In this worksheet, we will explore the Baserate Fallacy and its importance in making functional predictions, or performing any other kind of (binary yes/no) classification.
This provides an interactive example to demonstrate the variation in effector class (or any other binary) prediction accuracy as the following factors vary:
References
Predicting whether a biological sequence belongs to a particular class is at the heart of nearly all functional prediction and annotation activities. The great variety and success of tools such as BLAST
, and resources like PFam
might lead one to believe that the process has been routinely solved for all cases, but this is not in fact true.
The diversity of plant pathogen effector sequences, our collective uncertainty about the relationships between function and sequence for these proteins, and the inherent difficulty of effective classification mean that their prediction is an ongoing area of research, decades after their identification.
We take as our example a paper from 2009 (Arnold et al.) that describes a software tool to identify bacterial type III secretion system (T3SS) effector proteins (EffectiveT3). In that paper, the authors use their tool to screen 739 completely sequenced bacterial genomes, finding a large number of type III secretion system effectors in all bacteria analysed - including those that do not possess a functional Type III Secretion System. The presence of effectors in these organisms would seem, on the face of it, to be implausible.

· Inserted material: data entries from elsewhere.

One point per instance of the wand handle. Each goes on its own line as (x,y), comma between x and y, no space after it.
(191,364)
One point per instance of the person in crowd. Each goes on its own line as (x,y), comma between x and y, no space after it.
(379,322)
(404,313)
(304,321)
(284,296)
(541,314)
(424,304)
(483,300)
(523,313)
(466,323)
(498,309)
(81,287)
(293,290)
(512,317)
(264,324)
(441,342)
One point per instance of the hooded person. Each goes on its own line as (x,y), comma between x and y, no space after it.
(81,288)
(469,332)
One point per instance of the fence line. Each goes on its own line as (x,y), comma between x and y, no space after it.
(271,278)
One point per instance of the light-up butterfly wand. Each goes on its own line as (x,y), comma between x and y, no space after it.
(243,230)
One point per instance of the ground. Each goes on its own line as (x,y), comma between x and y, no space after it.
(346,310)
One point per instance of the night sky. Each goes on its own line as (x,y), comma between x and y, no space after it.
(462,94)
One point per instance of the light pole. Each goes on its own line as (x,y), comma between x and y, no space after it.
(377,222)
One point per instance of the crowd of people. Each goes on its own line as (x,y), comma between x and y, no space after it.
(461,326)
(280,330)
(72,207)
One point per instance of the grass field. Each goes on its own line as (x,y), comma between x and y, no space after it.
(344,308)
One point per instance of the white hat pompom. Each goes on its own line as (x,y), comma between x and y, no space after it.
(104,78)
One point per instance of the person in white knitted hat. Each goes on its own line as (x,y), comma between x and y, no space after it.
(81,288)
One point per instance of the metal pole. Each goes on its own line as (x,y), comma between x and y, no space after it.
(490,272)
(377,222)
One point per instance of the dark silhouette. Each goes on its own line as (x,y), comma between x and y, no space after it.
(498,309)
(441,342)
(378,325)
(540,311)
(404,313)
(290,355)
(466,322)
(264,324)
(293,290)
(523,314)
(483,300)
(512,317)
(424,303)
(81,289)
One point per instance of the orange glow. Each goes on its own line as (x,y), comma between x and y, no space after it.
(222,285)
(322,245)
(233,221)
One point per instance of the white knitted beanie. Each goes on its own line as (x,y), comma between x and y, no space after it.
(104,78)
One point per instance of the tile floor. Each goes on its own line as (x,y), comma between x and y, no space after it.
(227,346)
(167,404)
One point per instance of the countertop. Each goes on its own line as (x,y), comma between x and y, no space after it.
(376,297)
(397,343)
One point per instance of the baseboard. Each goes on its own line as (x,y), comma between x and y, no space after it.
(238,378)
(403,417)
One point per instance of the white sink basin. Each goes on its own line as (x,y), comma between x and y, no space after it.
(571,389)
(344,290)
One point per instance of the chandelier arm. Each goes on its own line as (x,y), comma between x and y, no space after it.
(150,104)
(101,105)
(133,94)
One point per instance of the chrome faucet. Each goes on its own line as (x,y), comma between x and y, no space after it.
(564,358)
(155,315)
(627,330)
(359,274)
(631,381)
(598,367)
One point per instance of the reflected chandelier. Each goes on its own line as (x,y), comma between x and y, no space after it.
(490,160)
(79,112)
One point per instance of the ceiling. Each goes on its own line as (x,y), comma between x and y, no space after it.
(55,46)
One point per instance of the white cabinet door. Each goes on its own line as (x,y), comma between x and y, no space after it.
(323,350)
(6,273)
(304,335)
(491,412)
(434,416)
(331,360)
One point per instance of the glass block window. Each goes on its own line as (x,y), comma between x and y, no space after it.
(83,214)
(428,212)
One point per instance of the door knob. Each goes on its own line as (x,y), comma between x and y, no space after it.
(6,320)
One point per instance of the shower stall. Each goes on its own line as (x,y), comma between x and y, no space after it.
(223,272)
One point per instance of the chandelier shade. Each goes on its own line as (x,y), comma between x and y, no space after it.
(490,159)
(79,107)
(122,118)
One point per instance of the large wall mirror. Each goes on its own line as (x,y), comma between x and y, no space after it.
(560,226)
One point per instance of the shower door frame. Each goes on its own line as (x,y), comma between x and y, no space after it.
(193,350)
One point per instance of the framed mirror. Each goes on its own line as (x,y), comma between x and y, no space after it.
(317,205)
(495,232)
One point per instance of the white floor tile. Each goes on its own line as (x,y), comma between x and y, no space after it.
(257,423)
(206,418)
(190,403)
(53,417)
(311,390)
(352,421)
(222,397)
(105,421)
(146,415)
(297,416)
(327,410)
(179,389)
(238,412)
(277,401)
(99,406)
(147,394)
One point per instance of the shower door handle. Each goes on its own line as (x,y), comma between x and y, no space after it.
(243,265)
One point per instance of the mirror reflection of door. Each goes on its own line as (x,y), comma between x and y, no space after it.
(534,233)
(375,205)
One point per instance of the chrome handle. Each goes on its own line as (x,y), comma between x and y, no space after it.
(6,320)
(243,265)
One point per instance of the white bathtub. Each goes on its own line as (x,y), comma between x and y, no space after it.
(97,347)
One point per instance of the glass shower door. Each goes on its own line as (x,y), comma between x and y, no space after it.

What is striking is the number of predicted effector proteins, and the proportion of the total proteome that they describe. Happily, in a success for open science and supplementary material, the paper includes a complete account of their predictions. As two examples:
An isolate with T3SS
An isolate with no T3SS
Something is clearly awry. Despite having wildly disparate CDS counts, both organisms are predicted to have around 200 T3SS effectors, despite one of the organisms having no mechanism to secrete them. The authors note:
The surprisingly high number of (false) positives in genomes without TTSS exceeds the expected false positive rate [...] and thus raised questions about their nature.
and propose:
The missing clear difference between Gram-negatives with and without TTSS may be explained by the noise caused by misannotations which seem to be present in all selected genomes (data not shown). Additionally, putative Type III effectors may not be a unique feature of species encoding a TTSS but could be ubiquitous in a broad range of phylogenetically diverse microbes.
There is, however, an alternative, simple statistical explanation for these observations that explains their results precisely: The Baserate Fallacy.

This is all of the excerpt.